背を向けると、ギルヴィアも終わったらしい。こちらを向いていた。
「終わったか」
「ああ」
ミネグブを手招きする。彼女は頷くと、慎重に近付いてきた。
「馬車、扱えるか」
「ええ、大丈夫よ」
「ジェリアを助けたら、馬車に乗せる。そのまま帰るわけだが、万が一の時は……頼む」
エリオードの言葉の意味が分かったのか、ミネグブは頷く。それを確認したエリオードは、背を向けた。

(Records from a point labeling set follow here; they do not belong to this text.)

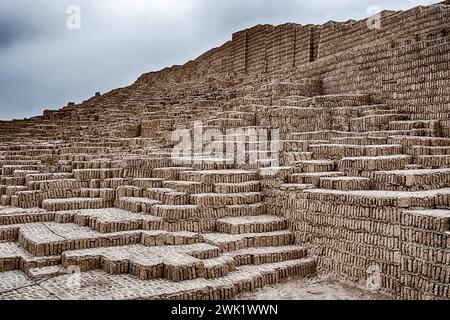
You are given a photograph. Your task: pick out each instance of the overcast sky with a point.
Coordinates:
(44, 64)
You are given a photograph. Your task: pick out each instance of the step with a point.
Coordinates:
(434, 161)
(110, 220)
(219, 176)
(175, 263)
(296, 187)
(434, 220)
(360, 140)
(409, 141)
(215, 200)
(413, 124)
(147, 183)
(228, 242)
(57, 184)
(73, 204)
(123, 287)
(361, 164)
(169, 173)
(91, 174)
(168, 196)
(14, 257)
(428, 151)
(136, 204)
(251, 224)
(346, 183)
(51, 239)
(312, 178)
(188, 186)
(412, 180)
(243, 187)
(46, 272)
(259, 256)
(337, 151)
(310, 166)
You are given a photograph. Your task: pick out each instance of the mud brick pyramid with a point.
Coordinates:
(362, 190)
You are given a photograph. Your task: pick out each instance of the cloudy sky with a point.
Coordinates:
(44, 64)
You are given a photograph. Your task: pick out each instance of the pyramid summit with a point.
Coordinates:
(289, 151)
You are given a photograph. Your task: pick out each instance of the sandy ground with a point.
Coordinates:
(314, 288)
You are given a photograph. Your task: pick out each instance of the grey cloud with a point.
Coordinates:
(44, 65)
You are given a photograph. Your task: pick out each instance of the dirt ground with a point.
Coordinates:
(314, 288)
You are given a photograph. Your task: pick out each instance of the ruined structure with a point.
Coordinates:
(362, 190)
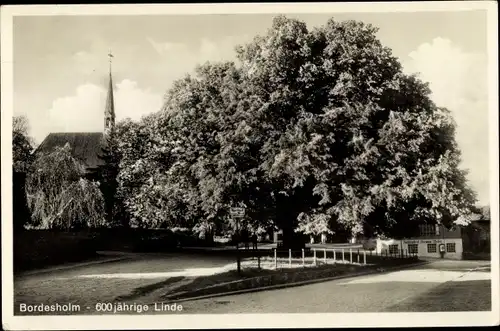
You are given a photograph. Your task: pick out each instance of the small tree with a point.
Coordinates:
(59, 196)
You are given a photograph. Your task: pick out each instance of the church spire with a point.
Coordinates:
(109, 112)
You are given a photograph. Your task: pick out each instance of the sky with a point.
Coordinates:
(61, 65)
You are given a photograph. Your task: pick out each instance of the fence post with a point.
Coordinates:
(275, 259)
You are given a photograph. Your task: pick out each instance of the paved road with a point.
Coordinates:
(135, 279)
(438, 286)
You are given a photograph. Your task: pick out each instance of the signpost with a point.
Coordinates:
(237, 213)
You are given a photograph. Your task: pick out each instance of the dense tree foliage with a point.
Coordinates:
(313, 131)
(22, 144)
(59, 196)
(116, 214)
(22, 149)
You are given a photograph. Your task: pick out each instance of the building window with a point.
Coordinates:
(393, 249)
(428, 230)
(413, 248)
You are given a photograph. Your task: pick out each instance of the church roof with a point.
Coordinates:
(85, 146)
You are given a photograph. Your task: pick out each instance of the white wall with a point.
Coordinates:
(383, 246)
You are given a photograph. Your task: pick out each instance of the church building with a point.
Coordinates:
(85, 146)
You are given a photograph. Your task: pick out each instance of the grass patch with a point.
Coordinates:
(255, 278)
(143, 290)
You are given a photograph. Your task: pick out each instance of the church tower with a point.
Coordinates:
(109, 112)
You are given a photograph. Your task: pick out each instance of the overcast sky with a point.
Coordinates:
(61, 68)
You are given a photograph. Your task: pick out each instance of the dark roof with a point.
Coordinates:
(85, 146)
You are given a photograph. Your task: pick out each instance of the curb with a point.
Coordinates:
(305, 282)
(67, 267)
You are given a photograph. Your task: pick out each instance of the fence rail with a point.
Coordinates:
(312, 257)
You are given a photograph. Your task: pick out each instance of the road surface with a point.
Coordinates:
(438, 286)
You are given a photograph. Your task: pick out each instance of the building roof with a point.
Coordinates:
(85, 146)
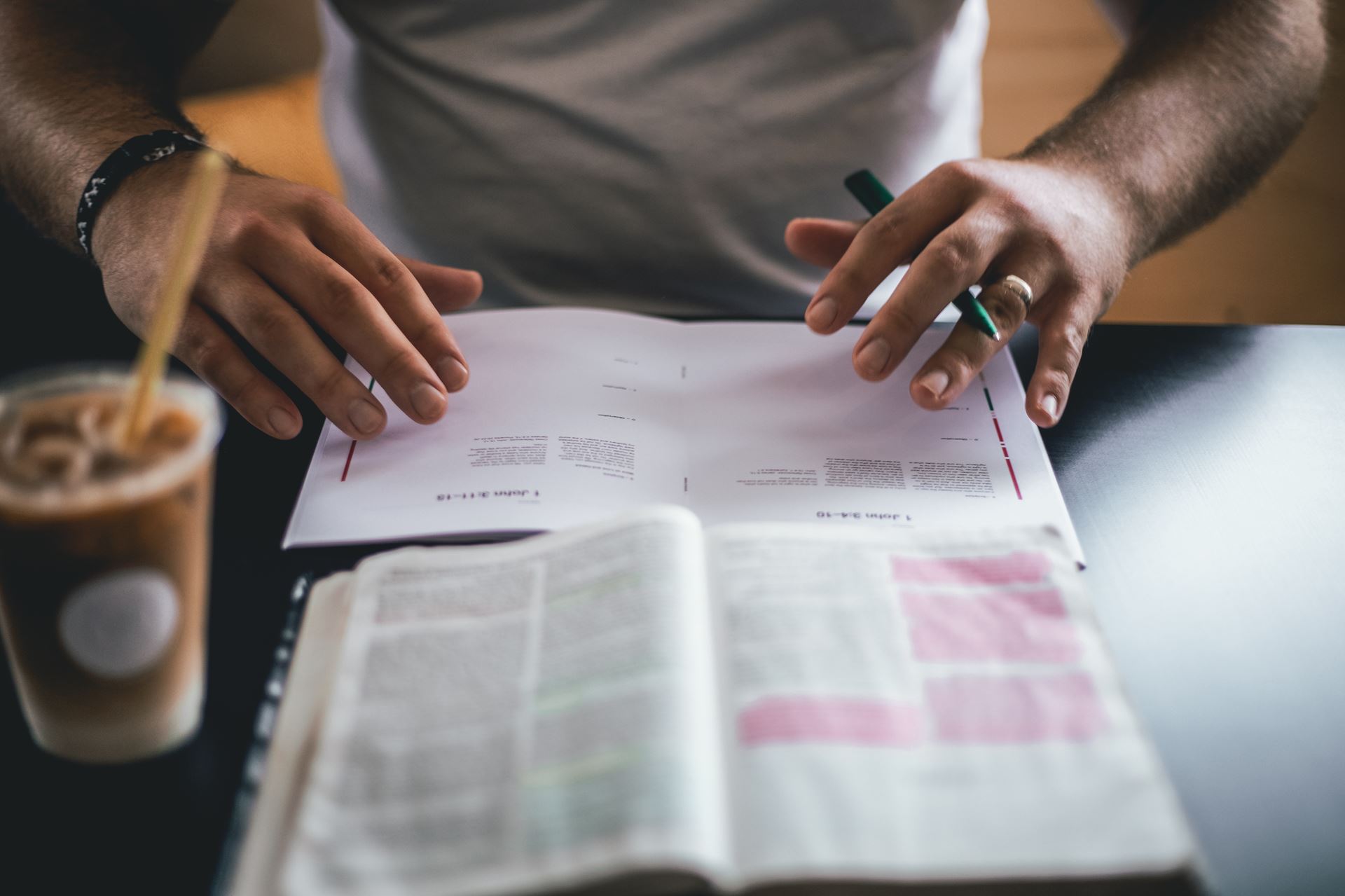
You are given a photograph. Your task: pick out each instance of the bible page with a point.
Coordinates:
(787, 431)
(927, 707)
(567, 419)
(520, 717)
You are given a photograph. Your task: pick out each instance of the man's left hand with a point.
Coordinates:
(974, 222)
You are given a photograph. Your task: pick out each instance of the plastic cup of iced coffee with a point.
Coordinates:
(104, 560)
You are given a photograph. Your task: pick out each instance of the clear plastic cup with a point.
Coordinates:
(104, 567)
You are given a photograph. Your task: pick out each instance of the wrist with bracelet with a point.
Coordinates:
(127, 159)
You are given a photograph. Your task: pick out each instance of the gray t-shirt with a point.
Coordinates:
(638, 153)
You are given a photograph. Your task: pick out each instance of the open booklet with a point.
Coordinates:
(573, 415)
(741, 705)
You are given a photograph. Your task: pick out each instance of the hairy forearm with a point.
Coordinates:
(1206, 99)
(78, 78)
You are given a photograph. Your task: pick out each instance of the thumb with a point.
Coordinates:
(821, 241)
(448, 288)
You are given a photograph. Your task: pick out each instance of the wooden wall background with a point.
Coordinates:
(1273, 259)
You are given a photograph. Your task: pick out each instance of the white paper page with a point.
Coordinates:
(787, 431)
(565, 420)
(520, 716)
(923, 707)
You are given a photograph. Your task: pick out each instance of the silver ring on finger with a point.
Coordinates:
(1019, 287)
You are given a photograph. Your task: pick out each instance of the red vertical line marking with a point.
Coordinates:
(350, 454)
(994, 419)
(1013, 476)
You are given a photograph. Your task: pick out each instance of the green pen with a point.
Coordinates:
(871, 193)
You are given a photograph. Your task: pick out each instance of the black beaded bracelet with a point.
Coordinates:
(130, 156)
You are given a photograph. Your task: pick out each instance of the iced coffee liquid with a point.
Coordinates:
(102, 572)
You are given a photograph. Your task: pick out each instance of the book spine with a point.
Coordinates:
(264, 726)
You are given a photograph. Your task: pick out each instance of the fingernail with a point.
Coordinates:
(874, 358)
(283, 422)
(428, 401)
(934, 382)
(822, 312)
(365, 416)
(453, 373)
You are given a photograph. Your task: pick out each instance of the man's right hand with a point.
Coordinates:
(282, 260)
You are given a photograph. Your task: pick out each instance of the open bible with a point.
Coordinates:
(651, 701)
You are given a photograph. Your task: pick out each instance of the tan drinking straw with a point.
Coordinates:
(194, 223)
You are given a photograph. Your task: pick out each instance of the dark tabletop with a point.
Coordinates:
(1204, 469)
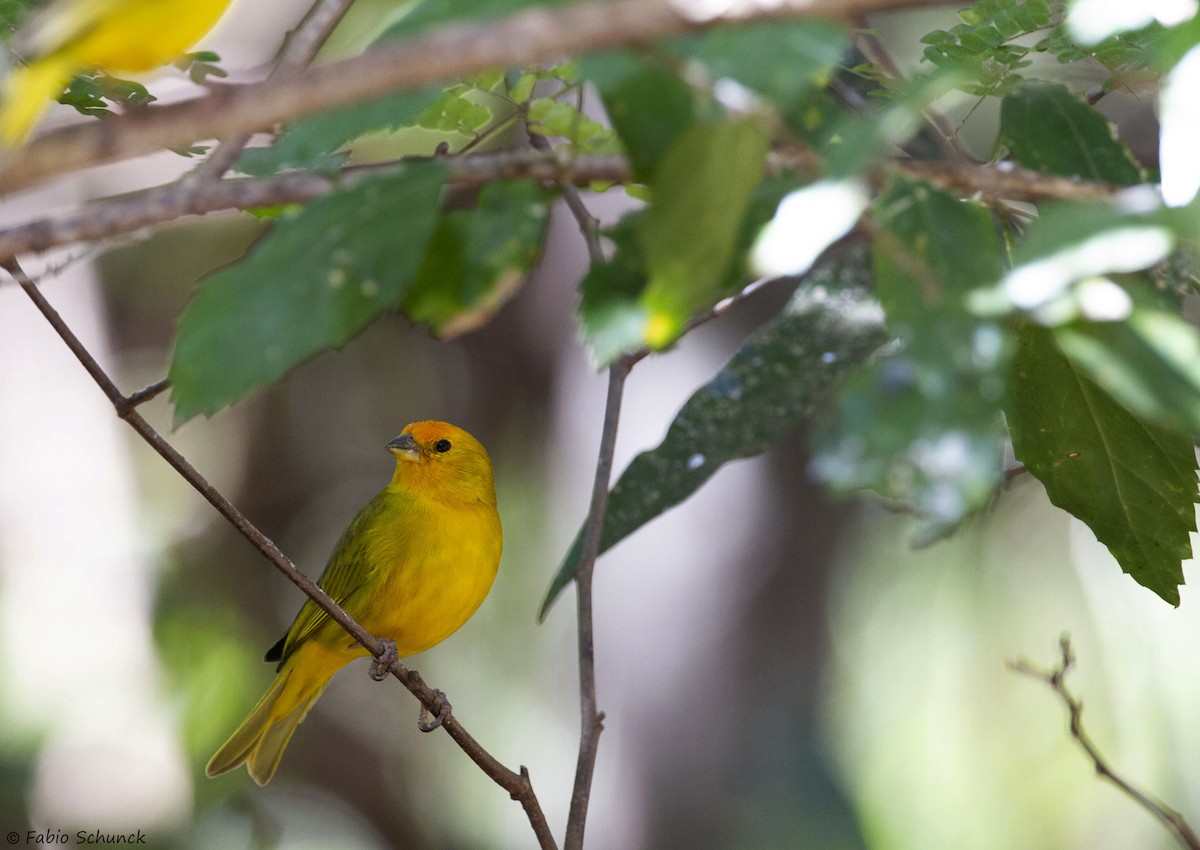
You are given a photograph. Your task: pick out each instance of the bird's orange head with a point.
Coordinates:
(443, 461)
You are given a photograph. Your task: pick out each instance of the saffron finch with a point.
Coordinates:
(69, 36)
(412, 567)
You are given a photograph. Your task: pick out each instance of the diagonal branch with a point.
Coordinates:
(591, 717)
(516, 784)
(525, 39)
(1171, 819)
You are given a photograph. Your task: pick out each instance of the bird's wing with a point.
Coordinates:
(348, 570)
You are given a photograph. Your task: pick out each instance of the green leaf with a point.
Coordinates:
(310, 142)
(1134, 484)
(311, 283)
(1150, 363)
(1048, 129)
(774, 382)
(802, 57)
(478, 258)
(702, 190)
(923, 425)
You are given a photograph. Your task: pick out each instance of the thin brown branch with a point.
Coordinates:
(516, 784)
(1056, 678)
(1003, 181)
(521, 40)
(166, 204)
(299, 49)
(147, 393)
(592, 719)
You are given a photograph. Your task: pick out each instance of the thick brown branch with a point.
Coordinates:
(166, 204)
(1171, 819)
(516, 784)
(525, 39)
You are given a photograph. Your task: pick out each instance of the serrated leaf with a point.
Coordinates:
(478, 258)
(702, 190)
(1048, 129)
(1150, 363)
(1134, 484)
(311, 283)
(774, 382)
(310, 143)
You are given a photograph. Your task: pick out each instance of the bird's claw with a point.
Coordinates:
(442, 705)
(382, 666)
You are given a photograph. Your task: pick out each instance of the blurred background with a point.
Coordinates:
(778, 670)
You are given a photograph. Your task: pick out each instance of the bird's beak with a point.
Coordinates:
(405, 448)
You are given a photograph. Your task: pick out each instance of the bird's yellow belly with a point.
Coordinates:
(424, 602)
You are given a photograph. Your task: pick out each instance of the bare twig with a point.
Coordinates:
(1055, 677)
(299, 49)
(166, 204)
(516, 784)
(592, 719)
(525, 39)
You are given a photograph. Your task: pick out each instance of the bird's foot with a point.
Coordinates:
(382, 666)
(442, 705)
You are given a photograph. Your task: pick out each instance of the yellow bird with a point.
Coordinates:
(65, 37)
(413, 566)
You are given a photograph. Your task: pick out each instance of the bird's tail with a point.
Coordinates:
(262, 737)
(27, 91)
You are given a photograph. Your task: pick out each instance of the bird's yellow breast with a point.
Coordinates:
(435, 566)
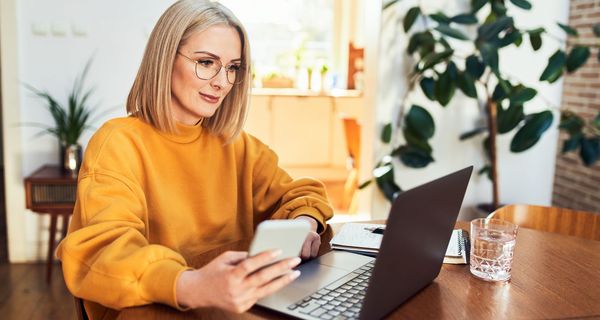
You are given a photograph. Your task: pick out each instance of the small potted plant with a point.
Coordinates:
(70, 121)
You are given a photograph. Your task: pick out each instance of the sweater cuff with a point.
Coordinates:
(313, 213)
(159, 282)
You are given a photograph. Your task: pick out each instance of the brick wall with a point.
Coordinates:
(575, 185)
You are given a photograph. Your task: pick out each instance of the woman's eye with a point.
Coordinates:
(206, 62)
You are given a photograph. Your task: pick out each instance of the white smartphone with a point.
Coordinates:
(286, 235)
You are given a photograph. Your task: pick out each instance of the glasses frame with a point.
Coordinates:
(219, 71)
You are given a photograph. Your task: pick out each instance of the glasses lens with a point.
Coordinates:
(207, 69)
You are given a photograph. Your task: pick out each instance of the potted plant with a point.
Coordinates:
(70, 120)
(440, 69)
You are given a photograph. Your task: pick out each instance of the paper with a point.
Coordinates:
(355, 236)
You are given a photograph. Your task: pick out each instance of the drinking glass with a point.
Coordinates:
(492, 246)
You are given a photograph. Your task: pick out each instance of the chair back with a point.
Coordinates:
(552, 219)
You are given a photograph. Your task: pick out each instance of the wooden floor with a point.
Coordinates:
(24, 293)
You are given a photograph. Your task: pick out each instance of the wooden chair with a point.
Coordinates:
(552, 219)
(352, 134)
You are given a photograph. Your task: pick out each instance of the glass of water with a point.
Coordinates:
(492, 246)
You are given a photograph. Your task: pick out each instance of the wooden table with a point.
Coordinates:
(553, 276)
(49, 190)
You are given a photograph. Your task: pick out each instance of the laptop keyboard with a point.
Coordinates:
(341, 299)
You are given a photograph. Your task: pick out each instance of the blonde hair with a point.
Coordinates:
(150, 96)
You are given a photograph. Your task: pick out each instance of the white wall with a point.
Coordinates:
(524, 177)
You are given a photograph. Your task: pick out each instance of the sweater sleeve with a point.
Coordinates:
(106, 257)
(277, 196)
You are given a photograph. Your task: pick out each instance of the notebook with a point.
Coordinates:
(360, 238)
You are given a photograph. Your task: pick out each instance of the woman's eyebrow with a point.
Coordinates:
(216, 56)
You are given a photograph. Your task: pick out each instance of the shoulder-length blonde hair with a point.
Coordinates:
(150, 95)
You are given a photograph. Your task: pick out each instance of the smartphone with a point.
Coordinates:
(286, 235)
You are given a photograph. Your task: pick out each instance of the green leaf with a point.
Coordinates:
(509, 119)
(489, 54)
(536, 41)
(413, 157)
(590, 151)
(444, 88)
(411, 17)
(577, 57)
(420, 121)
(474, 66)
(386, 133)
(472, 133)
(466, 83)
(489, 31)
(465, 18)
(523, 4)
(531, 132)
(476, 5)
(498, 8)
(451, 32)
(434, 58)
(441, 18)
(596, 29)
(555, 66)
(570, 31)
(427, 84)
(521, 95)
(572, 144)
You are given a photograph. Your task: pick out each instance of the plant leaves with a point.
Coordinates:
(488, 31)
(413, 157)
(427, 84)
(445, 87)
(523, 4)
(570, 31)
(596, 29)
(386, 133)
(555, 66)
(577, 57)
(489, 55)
(420, 121)
(474, 66)
(441, 18)
(530, 133)
(509, 119)
(520, 95)
(465, 18)
(476, 5)
(590, 150)
(472, 133)
(410, 18)
(536, 41)
(466, 83)
(434, 58)
(451, 32)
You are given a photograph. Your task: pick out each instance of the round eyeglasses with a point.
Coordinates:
(207, 68)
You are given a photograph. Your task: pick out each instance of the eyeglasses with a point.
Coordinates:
(207, 68)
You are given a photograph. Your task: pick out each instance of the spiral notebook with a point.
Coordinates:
(362, 238)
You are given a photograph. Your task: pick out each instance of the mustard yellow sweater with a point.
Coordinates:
(148, 201)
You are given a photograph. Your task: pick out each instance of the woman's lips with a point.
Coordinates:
(208, 98)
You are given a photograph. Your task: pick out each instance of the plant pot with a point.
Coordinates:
(71, 158)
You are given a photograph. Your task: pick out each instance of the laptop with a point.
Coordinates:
(345, 285)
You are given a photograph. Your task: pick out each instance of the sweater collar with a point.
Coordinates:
(184, 133)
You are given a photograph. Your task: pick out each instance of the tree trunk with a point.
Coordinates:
(491, 106)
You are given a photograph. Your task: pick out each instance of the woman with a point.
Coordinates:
(179, 177)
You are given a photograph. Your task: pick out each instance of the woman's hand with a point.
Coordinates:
(311, 246)
(234, 282)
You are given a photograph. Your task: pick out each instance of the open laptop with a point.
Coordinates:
(340, 285)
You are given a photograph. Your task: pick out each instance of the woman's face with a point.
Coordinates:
(193, 98)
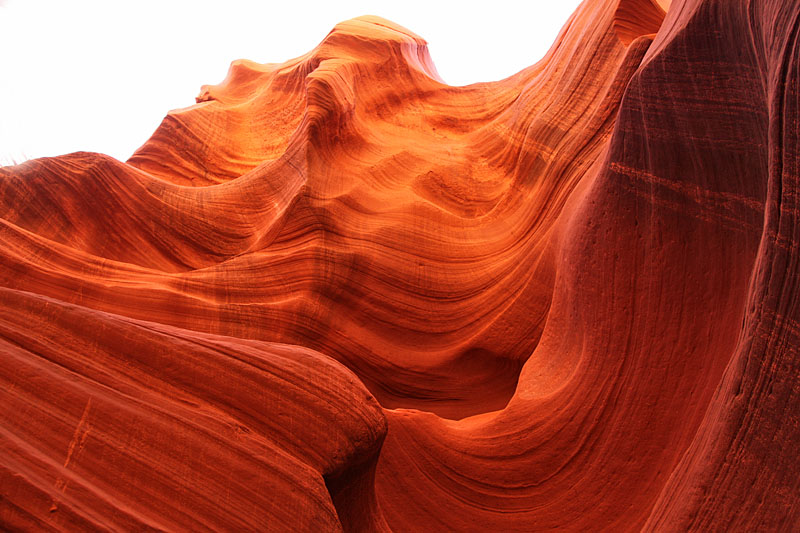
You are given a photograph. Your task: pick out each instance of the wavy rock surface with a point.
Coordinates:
(339, 294)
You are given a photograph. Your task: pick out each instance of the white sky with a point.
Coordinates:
(100, 75)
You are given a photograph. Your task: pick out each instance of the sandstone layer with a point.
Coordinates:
(339, 294)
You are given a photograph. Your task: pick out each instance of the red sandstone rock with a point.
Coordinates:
(340, 294)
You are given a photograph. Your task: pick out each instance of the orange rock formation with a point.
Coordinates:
(339, 294)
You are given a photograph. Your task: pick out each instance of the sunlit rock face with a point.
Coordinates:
(338, 294)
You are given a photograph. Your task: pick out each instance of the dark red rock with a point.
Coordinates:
(340, 294)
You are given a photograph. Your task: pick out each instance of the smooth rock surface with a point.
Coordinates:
(338, 294)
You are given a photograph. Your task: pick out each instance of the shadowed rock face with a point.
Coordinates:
(338, 294)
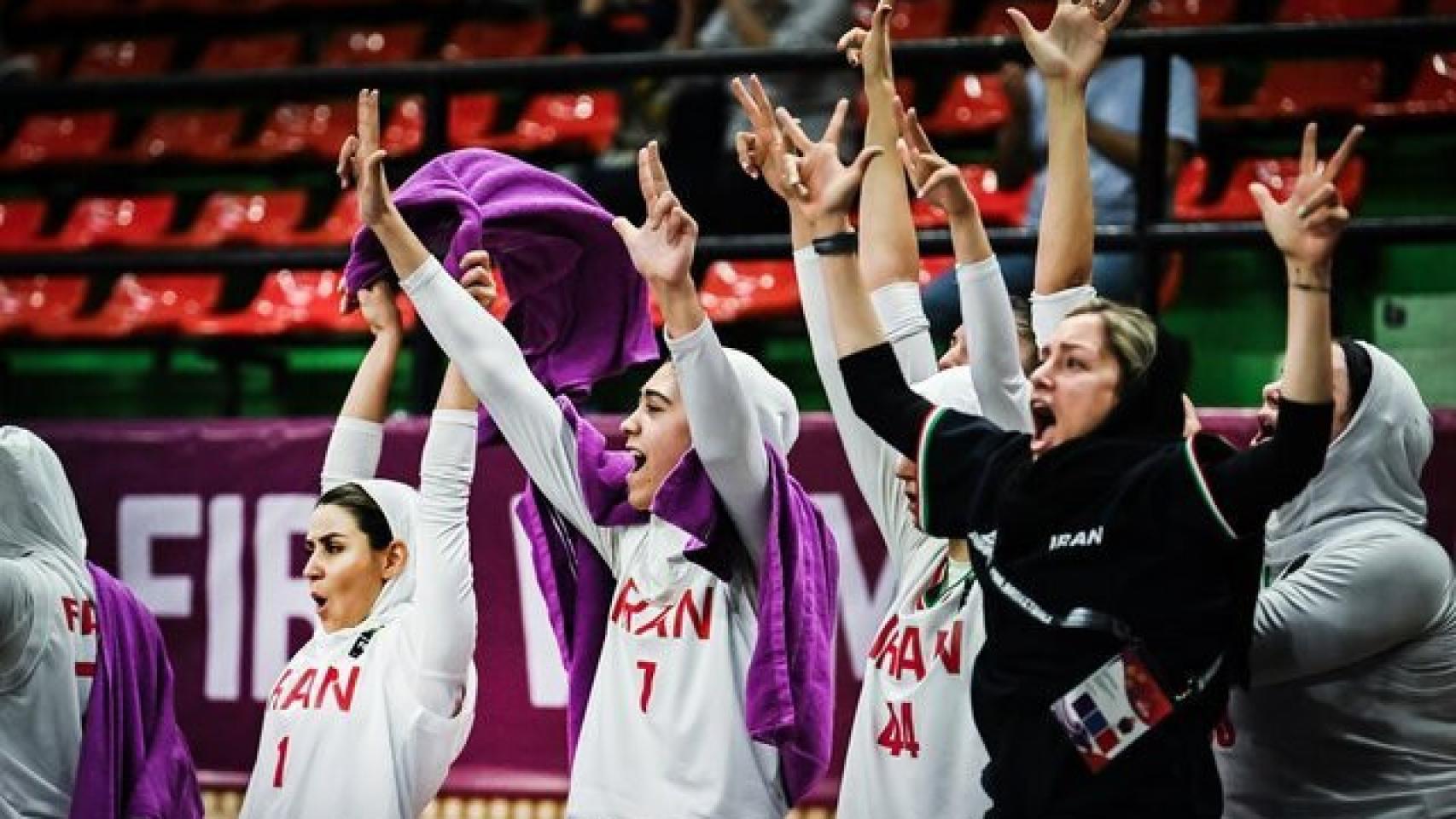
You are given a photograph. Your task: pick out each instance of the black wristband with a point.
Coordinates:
(843, 243)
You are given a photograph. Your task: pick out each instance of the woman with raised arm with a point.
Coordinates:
(690, 579)
(367, 717)
(1104, 538)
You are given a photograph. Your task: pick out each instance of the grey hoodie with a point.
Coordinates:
(1353, 701)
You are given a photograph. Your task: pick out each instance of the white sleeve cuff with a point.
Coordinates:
(421, 276)
(456, 418)
(973, 272)
(900, 311)
(692, 340)
(1047, 311)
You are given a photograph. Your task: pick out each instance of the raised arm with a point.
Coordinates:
(871, 462)
(1066, 54)
(446, 624)
(721, 419)
(358, 433)
(485, 352)
(1305, 227)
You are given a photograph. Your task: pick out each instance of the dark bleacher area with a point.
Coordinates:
(239, 173)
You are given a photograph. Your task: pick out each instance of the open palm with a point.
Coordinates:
(1072, 44)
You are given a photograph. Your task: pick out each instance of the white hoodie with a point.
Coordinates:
(1353, 701)
(47, 630)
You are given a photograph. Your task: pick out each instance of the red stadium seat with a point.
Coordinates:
(188, 134)
(143, 305)
(124, 59)
(133, 222)
(38, 301)
(247, 218)
(20, 223)
(472, 121)
(567, 119)
(1296, 89)
(321, 128)
(60, 137)
(497, 41)
(373, 45)
(292, 301)
(1278, 173)
(996, 22)
(338, 227)
(971, 103)
(1179, 14)
(1309, 10)
(911, 20)
(750, 290)
(249, 53)
(1433, 92)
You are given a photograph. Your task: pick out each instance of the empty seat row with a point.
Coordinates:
(574, 119)
(350, 45)
(288, 301)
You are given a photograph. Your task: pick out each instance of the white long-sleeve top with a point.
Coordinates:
(395, 699)
(664, 734)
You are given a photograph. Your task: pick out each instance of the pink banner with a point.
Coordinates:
(204, 521)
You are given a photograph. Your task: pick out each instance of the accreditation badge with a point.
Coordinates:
(1111, 709)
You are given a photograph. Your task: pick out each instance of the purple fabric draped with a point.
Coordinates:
(791, 677)
(134, 761)
(579, 307)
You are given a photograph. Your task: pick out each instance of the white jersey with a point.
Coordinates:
(364, 722)
(346, 734)
(49, 636)
(664, 734)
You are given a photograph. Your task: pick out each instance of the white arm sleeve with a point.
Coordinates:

一つの扉を開く。奥には、ジェリアがベッドにいた。薄目が開いている。
「ジェリア」
エリオードの声に、僅かに体をぴくりと動かす。エリオードはベッドに駆け寄ると、ジェリアの顔を覗き込んだ。ジェリアの目が、ゆっくりとエリオードを捉える。
「エリ、オード……」
「悪い、遅くなった」
エリオードの腕が、強くジェリアを抱き締める。ジェリアの腕が、ゆっくりとエリオードの背に回った。その感触に、泣きそうになる。
「馬車もある。行こう」
「ま、待って」
ジェリアの言葉を待たずに、抱き上げようとする。しかし、気付いた。びちゃり、と音。目を向けると、ジェリアの手がエリオードを突き飛ばそうとする。それを片腕で抱き締めて止め、被っているシーツを剥がす。
「……何だ、これ」
夥しい量の血だった。ジェリアの下腹部から広がり、太腿まで一帯をぐっしょりと濡らしている。
ジェリアは泣きそうな顔で口を噤んでいたが、エリオードの視線に負けたのか小さく声を漏らした。
「……奥様が」
「フォニカが?」
「……睦んだんでしょう、って……」
それを聞き、エリオードの中で何かの糸が切れた。
ジェリアを乱暴に抱き上げ、立ち上がる。足音などもう気にしていなかった。扉の向こうに居たミネグブとギルヴィアが驚いたようにジェリアを見るが、エリオードはミネグブに視線を向けた。
「姉貴と先に帰っててくれ」
「え、貴方は?」
「やらないといけない事が出来た」
本当は、後でもよかったのだ。ひとまずはジェリアの救出で、ラルネスやフォニカに関してはその後でよかった。だが。
「……頼む」
エリオードの言葉に、ミネグブは戸惑いながらも頷く。しかし、急に目を見開いた。エリオードも、その視線を受けて振り向く。
すると、居た。
「よくここが分かったね」
ラルネス・アーネハイトは、また微笑んでいた。